Living in a chronic stress response impacts nearly everything:

  • Poor sleep

  • Digestive problems

  • Blood sugar instability

  • Immune system dysfunction

  • Mood shifts

  • Focus problems

  • Memory decline


Stress doesn’t just make life harder. It rewires the nervous system into survival mode.


Common Signs and Symptoms of Stress

Stress shows up in physical, emotional, and behavioral patterns:


Physical

  • Tight neck and shoulders

  • Tight jaw

  • Short, shallow breathing

  • Digestive issues


Emotional

  • Anxiety

  • Irritability

  • Brain fog

  • Feeling overwhelmed


Behavioral

  • Cravings

  • Addictive tendencies

  • Procrastination

  • Poor sleep routine

  • “Wired but tired” energy


These are signs the nervous system is overloaded.


Simple Ways to Regulate Stress (That Actually Work)

The goal isn’t to “eliminate stress.” The goal is to improve how your body processes it and returns to safety.

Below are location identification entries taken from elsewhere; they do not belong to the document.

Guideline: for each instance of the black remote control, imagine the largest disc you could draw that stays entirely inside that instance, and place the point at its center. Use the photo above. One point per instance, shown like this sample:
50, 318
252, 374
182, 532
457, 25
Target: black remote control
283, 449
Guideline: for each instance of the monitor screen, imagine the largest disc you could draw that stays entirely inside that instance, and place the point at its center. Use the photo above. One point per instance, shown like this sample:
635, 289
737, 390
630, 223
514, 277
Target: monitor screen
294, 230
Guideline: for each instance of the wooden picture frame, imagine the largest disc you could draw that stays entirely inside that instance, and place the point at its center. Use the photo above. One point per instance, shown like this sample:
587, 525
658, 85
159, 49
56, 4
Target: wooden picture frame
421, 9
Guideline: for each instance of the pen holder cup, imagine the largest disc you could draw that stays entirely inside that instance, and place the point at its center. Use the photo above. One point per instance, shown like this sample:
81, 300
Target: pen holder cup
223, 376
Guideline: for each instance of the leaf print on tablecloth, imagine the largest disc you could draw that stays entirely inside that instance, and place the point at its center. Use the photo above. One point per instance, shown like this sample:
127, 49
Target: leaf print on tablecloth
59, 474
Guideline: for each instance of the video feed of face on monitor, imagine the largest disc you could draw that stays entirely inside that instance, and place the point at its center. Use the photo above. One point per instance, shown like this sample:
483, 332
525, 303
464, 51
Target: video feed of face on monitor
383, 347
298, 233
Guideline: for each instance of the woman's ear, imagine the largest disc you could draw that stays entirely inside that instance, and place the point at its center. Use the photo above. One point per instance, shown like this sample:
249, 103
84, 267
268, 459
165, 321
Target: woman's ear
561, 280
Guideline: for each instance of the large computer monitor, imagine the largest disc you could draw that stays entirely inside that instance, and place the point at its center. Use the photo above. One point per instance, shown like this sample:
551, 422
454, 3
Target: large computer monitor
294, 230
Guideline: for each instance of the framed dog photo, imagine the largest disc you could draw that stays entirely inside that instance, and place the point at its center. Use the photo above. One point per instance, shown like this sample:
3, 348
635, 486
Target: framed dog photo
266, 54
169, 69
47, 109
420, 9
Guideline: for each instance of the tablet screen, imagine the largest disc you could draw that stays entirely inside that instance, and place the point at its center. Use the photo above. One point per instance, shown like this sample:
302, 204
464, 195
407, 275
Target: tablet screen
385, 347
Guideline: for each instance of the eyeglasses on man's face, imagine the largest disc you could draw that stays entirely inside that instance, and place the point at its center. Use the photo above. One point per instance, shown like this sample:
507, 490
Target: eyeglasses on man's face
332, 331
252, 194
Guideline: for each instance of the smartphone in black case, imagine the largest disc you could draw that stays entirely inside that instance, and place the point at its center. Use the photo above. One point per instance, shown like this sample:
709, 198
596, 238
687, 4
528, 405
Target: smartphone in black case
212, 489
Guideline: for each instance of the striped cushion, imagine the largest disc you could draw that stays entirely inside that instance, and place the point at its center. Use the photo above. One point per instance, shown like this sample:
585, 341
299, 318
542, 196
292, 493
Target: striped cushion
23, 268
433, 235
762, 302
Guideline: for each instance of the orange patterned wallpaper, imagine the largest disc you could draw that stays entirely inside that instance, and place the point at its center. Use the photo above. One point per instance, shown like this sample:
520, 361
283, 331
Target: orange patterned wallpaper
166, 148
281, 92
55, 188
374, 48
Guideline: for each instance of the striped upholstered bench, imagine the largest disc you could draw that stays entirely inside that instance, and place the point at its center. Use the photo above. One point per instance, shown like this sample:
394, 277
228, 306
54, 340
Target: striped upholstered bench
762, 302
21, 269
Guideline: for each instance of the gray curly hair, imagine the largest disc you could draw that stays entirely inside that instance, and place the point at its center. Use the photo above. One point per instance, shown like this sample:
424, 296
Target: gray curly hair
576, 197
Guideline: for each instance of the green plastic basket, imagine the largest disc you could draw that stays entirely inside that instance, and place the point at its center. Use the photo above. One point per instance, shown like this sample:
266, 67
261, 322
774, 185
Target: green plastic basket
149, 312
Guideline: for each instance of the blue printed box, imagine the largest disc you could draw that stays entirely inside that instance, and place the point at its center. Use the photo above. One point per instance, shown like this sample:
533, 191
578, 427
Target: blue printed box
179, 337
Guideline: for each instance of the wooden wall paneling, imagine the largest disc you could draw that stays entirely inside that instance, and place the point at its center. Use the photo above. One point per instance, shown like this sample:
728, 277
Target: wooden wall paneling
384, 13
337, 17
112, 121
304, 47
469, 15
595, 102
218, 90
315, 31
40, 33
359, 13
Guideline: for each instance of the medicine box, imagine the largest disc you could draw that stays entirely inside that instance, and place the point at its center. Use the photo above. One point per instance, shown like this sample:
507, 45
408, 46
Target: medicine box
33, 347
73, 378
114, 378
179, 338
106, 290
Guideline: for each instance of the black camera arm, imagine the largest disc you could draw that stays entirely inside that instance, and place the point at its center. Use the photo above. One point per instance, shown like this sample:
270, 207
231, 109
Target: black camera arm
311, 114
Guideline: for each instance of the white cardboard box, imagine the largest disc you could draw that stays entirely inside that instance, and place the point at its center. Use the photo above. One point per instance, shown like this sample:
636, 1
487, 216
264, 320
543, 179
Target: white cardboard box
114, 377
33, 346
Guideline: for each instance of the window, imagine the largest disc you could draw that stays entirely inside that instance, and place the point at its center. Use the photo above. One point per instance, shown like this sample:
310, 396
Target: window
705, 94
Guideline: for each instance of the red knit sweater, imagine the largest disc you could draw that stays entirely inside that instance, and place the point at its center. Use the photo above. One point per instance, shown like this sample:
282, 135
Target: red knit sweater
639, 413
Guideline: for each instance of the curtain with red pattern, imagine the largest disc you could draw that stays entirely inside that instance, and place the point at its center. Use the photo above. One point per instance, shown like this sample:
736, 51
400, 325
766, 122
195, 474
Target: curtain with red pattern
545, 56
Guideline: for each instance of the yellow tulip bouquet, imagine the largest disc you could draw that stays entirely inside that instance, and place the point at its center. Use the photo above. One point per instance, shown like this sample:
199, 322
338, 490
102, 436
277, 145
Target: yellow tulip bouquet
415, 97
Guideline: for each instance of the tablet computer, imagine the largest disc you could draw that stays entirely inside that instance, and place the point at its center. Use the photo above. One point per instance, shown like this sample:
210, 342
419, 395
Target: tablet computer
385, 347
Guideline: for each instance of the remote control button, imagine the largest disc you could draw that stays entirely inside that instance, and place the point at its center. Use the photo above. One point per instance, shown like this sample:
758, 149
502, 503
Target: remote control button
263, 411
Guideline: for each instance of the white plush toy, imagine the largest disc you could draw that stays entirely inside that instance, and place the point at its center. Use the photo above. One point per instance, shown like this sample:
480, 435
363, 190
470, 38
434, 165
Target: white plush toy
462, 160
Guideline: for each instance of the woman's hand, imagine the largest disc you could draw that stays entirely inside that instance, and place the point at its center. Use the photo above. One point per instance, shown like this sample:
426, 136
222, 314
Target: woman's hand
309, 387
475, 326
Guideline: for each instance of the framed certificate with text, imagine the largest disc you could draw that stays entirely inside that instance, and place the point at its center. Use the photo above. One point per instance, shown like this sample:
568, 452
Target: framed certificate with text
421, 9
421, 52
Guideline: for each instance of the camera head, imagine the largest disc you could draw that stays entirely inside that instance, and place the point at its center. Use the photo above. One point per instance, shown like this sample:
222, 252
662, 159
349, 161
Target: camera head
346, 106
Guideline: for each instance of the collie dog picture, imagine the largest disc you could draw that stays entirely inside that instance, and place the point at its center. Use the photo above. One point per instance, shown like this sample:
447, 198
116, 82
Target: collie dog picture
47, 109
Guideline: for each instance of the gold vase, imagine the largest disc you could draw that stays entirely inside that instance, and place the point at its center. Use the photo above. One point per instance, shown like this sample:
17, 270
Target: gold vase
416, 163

1. Belly Breathing (Diaphragmatic Breathing)

This is one of the fastest ways to downshift the nervous system.


Try this:

  • Put one hand on your chest

  • Put one hand on your stomach

  • Breathe slowly


The stomach hand should rise. The chest hand should stay mostly still.


If the chest is moving, you are unintentionally increasing the stress response.


2. Shoulder Rolls

Shoulder tension is one of the most consistent “stress storage” patterns.


Do repeated shoulder rolls:

  • Pull shoulders up

  • Pull shoulders back

  • Relax down


This signals safety and reduces sympathetic drive.


The Takeaway

Stress is real. It’s measurable. And it affects everything—from sleep and digestion to mood and memory.


But the good news is this: your nervous system is trainable.


When you learn how to regulate your stress response, you don’t just feel better—you become healthier at the deepest level.